The Supreme Court upheld the ruling that Bilski’s application claimed non-patentable subject matter.  The Supreme Court rejected the Federal Circuit’s holding that the “machine or transformation” test was the sole test for determining patentability.  Instead, the Court stated that the test was merely a factor to consider.  Kennedy’s majority opinion specifically stated that “[t]his Court’s precedents establish that the machine-or-transformation test is a useful and important clue, an investigative tool, for determining whether some claimed inventions are processes under §101.”  Additionally, the Court held that business method patents could still be patentable, but Bilski’s application was not patentable.  35 U.S.C. 101 states that a “process” is patentable subject matter; however, the statute states that laws of nature, physical phenomenon, and abstract ideas are not patentable.  The Supreme Court held that Bilski’s patent application only  manipulated an abstract idea and was, therefore, unpatentable.  In conclusion, the Supreme Court seems to have established that processes or business method claims which do not satisfy the machine-or-transformation test may still be patentable if they do not claim abstract ideas.

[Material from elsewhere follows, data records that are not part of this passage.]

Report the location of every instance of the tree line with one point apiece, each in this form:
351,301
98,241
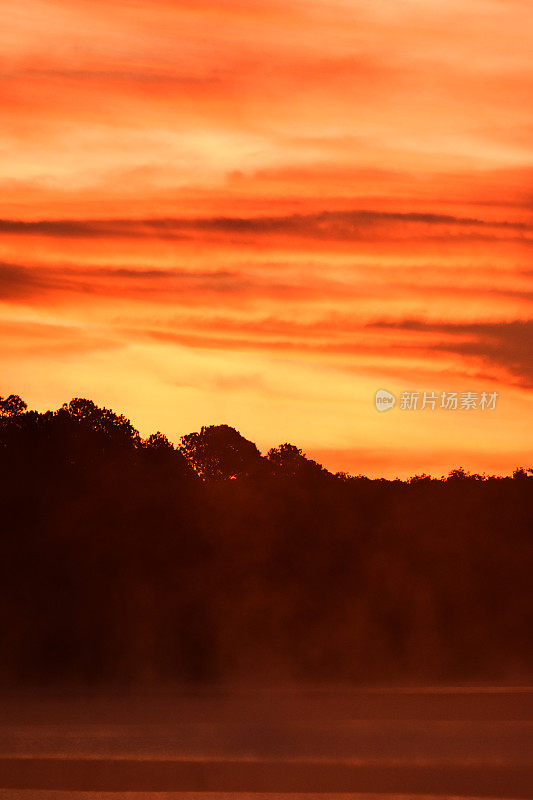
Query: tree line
130,561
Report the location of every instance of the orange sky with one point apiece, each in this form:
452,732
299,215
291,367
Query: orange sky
259,213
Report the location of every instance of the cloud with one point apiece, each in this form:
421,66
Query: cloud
328,225
505,345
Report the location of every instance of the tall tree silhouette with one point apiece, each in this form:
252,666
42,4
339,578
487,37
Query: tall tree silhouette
219,452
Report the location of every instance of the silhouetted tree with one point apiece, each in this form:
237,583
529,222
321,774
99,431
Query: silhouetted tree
289,460
119,564
219,452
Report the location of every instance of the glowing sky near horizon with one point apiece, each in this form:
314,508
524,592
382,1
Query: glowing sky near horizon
258,213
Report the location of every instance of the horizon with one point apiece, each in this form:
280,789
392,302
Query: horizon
265,212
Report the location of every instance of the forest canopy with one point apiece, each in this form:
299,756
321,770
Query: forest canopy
133,561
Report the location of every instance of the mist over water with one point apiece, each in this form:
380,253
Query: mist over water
441,741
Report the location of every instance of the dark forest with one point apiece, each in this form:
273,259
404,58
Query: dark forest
131,562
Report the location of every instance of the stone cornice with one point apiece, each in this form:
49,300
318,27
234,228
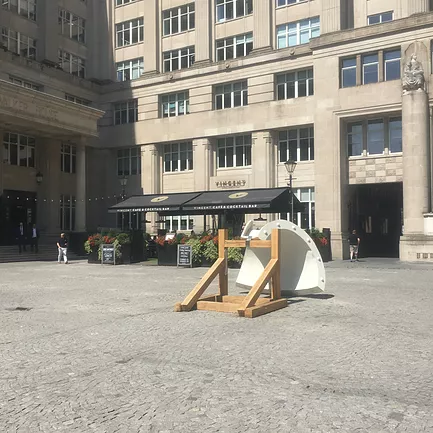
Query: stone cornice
400,26
47,110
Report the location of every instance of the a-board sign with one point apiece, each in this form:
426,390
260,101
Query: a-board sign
108,254
184,255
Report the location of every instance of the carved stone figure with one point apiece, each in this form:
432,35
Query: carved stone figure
413,77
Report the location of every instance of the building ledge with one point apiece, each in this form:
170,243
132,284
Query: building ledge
403,25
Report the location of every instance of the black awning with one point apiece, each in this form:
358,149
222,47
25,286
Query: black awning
154,202
267,200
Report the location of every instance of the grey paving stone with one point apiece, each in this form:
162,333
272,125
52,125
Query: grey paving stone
99,349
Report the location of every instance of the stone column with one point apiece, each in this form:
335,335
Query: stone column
416,242
263,27
203,30
81,196
330,18
1,162
417,6
151,178
152,38
263,159
50,191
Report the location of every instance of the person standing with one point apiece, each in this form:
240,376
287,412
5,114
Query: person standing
21,238
354,242
62,245
34,239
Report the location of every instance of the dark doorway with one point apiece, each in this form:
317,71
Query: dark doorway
16,207
375,211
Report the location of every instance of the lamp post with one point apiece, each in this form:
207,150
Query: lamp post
290,167
123,182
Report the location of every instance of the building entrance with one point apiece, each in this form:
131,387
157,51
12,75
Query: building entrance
376,212
16,207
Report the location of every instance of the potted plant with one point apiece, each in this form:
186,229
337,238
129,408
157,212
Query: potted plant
91,246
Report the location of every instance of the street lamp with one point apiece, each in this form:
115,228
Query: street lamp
290,167
123,182
39,177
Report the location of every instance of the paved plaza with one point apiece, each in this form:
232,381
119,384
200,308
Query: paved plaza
86,348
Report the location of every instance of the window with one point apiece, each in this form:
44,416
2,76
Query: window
231,95
178,157
295,84
296,144
395,135
375,137
19,43
126,112
179,59
348,72
72,64
175,104
18,150
67,212
129,32
175,223
380,18
234,151
370,68
234,47
76,100
355,139
392,65
23,83
72,26
26,8
179,19
128,161
124,2
130,69
230,9
68,158
297,33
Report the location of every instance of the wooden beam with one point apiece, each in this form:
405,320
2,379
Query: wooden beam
189,302
223,273
241,243
222,307
259,310
240,299
259,285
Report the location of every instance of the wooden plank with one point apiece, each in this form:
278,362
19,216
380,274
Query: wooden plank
189,302
241,243
213,298
259,310
260,284
222,307
275,254
223,274
240,299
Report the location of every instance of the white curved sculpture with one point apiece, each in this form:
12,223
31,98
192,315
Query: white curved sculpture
302,270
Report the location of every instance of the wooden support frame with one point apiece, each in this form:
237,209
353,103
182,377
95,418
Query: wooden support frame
251,305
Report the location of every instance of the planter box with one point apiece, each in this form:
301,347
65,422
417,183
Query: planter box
167,255
93,257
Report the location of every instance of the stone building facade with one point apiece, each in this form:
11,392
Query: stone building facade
211,94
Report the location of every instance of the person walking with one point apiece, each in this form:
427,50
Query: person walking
34,239
354,242
21,238
62,245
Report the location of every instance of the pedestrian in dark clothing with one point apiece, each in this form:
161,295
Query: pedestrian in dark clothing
354,242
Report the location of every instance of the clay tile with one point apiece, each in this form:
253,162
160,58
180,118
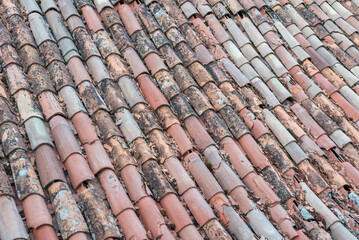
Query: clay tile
128,18
84,128
128,126
185,53
203,54
115,193
158,184
27,107
8,55
170,56
105,44
48,165
72,101
78,169
97,69
80,4
216,96
135,62
180,137
15,78
152,94
143,44
101,220
191,36
11,138
188,9
66,46
85,44
235,73
36,211
278,129
39,29
75,22
29,56
109,16
37,133
164,146
45,232
73,222
162,17
49,5
144,118
181,107
25,177
159,39
261,188
97,157
234,123
247,4
167,84
166,117
324,84
217,29
5,36
60,76
175,36
320,62
198,100
296,153
92,20
148,20
65,141
78,71
130,91
116,66
50,52
5,187
58,28
31,6
135,186
120,36
286,58
154,63
216,126
111,95
93,100
7,113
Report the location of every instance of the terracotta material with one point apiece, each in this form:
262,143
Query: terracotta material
48,165
93,22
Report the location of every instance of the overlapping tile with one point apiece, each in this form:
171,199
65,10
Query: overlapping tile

The USPTO released an internal memo to examiners explaining that they should continue to “examine patent applications for compliance with section 101 using the existing guidance concerning the machine-or-transformation test as a tool for determining whether the claimed invention is a process under 101.”   If a claimed method satisfies the test, then the method is likely patentable unless it is clearly an abstract idea.  On the other hand, if the claimed method does not meet the test, the examiner should reject the application unless there is a clear indication that it is not an abstract idea.